【鈴鹿】三重県の鈴鹿市は23日、同市若松中1丁目の大黒屋光太夫記念館で、令和6年度特別展「吉村昭『大黒屋光太夫』をめぐる旅」を開き、平成15年に出版された吉村氏の漂流記小説「大黒屋光太夫」の草稿をはじめ、執筆の参考にしたという資料など計約40点を展示した。3月16日まで。
作家の吉村氏は平成13年、市に取材に訪れ、大黒屋光太夫顕彰会から提供された当時の新資料をもとに執筆を決意し、同書を書き上げたという。
展示の中心となる草稿約180枚は、吉村氏の配偶者で芥川賞作家の津村節子氏が平成22年に市へ寄贈した。
光太夫とともに帰国した磯吉が、1799年に鈴鹿へ帰郷した時の聞き書きをまとめた「極珍書」などの資料と、小説の代表的な場面を書いた原稿を比較展示し、資料から紡ぎ出された小説の世界を紹介する。
所管の同市文化財課では「生の原稿と原稿の基となった資料を一緒に見る貴重な機会。小説ができる課程に思いをはせて、小説も読んでみて」と話した。
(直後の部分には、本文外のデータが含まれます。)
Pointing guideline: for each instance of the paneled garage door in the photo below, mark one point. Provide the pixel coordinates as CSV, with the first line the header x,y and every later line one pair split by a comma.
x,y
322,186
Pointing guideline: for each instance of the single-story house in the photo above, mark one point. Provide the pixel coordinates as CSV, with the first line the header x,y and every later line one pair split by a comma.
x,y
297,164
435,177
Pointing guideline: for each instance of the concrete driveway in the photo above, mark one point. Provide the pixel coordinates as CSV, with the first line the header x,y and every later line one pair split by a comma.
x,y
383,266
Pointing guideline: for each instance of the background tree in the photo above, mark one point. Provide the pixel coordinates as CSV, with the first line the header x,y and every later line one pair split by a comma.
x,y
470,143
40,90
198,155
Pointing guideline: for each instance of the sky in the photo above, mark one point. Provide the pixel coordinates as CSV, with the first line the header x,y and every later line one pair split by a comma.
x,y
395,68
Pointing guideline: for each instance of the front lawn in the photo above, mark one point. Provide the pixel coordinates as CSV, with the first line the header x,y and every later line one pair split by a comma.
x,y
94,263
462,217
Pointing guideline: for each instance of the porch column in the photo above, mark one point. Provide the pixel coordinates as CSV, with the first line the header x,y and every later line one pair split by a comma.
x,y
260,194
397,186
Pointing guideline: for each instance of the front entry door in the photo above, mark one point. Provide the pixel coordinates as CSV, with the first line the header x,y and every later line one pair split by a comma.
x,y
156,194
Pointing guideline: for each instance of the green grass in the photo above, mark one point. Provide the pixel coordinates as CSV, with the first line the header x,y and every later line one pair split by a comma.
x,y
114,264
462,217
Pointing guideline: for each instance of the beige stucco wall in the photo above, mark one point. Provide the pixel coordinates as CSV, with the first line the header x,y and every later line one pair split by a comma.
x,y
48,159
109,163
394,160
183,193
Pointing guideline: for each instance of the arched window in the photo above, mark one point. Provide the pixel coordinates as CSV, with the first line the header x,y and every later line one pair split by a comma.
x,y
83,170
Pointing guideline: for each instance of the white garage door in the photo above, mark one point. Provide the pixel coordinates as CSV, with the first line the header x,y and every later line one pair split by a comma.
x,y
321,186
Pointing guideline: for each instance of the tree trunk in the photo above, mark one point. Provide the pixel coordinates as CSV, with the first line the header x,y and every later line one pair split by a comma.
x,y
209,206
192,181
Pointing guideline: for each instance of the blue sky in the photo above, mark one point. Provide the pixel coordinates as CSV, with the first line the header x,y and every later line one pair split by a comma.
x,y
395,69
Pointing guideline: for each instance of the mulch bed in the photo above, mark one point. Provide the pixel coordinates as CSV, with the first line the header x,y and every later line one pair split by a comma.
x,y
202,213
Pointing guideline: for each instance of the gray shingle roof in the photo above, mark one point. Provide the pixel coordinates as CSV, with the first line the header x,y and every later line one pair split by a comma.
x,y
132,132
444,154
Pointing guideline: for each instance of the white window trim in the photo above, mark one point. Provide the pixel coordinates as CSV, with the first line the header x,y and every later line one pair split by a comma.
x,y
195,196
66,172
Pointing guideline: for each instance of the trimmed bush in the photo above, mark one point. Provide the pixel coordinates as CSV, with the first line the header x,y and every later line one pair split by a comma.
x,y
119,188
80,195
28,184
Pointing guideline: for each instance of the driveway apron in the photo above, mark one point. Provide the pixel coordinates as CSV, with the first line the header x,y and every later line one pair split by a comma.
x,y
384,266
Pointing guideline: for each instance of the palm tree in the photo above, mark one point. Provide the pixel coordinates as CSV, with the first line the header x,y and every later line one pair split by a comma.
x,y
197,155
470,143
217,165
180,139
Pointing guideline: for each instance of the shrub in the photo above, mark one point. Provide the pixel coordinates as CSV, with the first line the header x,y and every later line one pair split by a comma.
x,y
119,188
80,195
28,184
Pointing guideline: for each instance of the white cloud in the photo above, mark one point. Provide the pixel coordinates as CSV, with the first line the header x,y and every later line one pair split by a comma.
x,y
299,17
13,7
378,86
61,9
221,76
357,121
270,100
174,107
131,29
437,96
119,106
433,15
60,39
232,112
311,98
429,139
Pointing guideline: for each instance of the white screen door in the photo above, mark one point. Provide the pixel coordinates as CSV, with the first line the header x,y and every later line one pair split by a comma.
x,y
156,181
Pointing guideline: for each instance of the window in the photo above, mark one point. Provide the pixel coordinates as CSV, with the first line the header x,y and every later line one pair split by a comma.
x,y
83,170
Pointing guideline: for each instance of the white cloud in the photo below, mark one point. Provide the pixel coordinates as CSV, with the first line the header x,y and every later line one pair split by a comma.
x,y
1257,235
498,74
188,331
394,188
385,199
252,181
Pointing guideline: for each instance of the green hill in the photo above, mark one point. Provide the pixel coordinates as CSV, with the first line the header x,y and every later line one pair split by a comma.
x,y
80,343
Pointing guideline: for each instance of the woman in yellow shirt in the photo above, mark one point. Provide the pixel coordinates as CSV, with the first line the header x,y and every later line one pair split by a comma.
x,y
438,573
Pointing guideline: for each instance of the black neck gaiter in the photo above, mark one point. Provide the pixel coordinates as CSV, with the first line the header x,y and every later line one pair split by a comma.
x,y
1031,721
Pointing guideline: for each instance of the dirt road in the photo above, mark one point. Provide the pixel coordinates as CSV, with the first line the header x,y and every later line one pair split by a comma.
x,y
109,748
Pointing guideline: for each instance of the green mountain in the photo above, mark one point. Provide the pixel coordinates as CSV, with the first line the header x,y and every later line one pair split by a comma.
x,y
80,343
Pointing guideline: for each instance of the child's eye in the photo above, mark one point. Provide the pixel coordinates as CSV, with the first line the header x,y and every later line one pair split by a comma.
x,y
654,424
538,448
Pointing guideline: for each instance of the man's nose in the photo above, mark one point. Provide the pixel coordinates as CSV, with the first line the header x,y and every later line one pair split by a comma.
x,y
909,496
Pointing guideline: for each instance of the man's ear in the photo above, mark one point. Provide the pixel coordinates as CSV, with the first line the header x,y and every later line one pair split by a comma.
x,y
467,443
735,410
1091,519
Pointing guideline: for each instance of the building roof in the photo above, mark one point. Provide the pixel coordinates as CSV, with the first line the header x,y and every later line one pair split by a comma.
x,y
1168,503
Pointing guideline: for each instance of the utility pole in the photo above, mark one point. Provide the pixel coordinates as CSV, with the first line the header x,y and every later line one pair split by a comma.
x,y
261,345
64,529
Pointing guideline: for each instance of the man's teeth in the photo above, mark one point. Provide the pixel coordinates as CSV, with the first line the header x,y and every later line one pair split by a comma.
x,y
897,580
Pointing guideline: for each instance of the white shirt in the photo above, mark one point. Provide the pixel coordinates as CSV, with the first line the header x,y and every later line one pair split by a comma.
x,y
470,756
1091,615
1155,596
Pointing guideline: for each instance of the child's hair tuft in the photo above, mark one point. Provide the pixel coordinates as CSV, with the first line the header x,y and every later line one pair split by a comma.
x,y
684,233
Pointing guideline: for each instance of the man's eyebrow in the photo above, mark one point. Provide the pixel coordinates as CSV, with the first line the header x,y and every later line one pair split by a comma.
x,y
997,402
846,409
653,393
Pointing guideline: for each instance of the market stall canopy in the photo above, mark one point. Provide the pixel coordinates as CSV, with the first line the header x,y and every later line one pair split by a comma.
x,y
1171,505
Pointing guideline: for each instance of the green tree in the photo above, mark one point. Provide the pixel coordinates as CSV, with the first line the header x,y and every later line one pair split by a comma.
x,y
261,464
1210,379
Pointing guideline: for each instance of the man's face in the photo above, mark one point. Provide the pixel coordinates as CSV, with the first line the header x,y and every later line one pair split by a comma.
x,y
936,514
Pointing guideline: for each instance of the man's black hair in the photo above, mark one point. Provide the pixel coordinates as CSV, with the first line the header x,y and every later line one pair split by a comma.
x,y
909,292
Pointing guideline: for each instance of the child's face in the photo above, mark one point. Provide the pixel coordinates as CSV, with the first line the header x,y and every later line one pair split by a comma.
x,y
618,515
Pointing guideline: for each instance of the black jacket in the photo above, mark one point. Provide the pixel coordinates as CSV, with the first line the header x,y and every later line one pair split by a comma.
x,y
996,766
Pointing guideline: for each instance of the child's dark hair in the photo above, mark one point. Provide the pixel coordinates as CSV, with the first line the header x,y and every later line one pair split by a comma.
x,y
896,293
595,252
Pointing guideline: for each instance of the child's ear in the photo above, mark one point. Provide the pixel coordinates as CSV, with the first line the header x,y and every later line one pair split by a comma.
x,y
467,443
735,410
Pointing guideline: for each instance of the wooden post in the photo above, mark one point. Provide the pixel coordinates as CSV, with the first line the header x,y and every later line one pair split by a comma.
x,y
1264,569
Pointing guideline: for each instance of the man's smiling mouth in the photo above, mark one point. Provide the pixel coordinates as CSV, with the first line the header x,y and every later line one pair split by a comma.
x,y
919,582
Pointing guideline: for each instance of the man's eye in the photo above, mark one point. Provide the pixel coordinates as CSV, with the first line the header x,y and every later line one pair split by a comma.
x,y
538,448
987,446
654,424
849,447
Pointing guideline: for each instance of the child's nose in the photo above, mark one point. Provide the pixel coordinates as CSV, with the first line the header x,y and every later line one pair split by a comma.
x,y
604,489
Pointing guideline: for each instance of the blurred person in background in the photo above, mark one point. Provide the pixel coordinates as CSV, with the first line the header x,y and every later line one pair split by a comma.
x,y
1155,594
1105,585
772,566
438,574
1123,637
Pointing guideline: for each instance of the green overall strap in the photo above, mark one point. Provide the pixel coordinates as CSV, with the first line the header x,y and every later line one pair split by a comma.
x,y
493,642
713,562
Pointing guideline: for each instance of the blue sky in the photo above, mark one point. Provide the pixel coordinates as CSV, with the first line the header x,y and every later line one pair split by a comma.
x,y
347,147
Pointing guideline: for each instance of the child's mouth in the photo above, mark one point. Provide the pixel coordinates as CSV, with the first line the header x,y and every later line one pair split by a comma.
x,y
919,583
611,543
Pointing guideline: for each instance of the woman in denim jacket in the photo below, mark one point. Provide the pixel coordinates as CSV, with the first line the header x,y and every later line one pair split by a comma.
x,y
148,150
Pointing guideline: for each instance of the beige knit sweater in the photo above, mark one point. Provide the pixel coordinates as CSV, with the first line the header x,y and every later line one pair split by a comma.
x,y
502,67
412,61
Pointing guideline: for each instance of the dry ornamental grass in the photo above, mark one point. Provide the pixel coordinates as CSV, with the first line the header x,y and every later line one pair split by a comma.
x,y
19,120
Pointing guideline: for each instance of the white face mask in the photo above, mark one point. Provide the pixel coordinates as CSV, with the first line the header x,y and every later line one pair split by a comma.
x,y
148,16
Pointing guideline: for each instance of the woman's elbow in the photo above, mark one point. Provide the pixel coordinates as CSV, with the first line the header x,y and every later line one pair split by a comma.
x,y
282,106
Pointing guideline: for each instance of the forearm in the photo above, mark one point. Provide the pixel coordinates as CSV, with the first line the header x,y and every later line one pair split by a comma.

2月13日午後1時半から、同館展示室で学芸員によるギャラリートークを開催する。参加無料、申し込み不要。
大黒屋光太夫(1751―1828年)は江戸時代に漂流し、日本で初めてロシアを見て帰国した船頭。帰国後はロシアや西洋の体験者として、蘭学者などに大きな影響を与えた。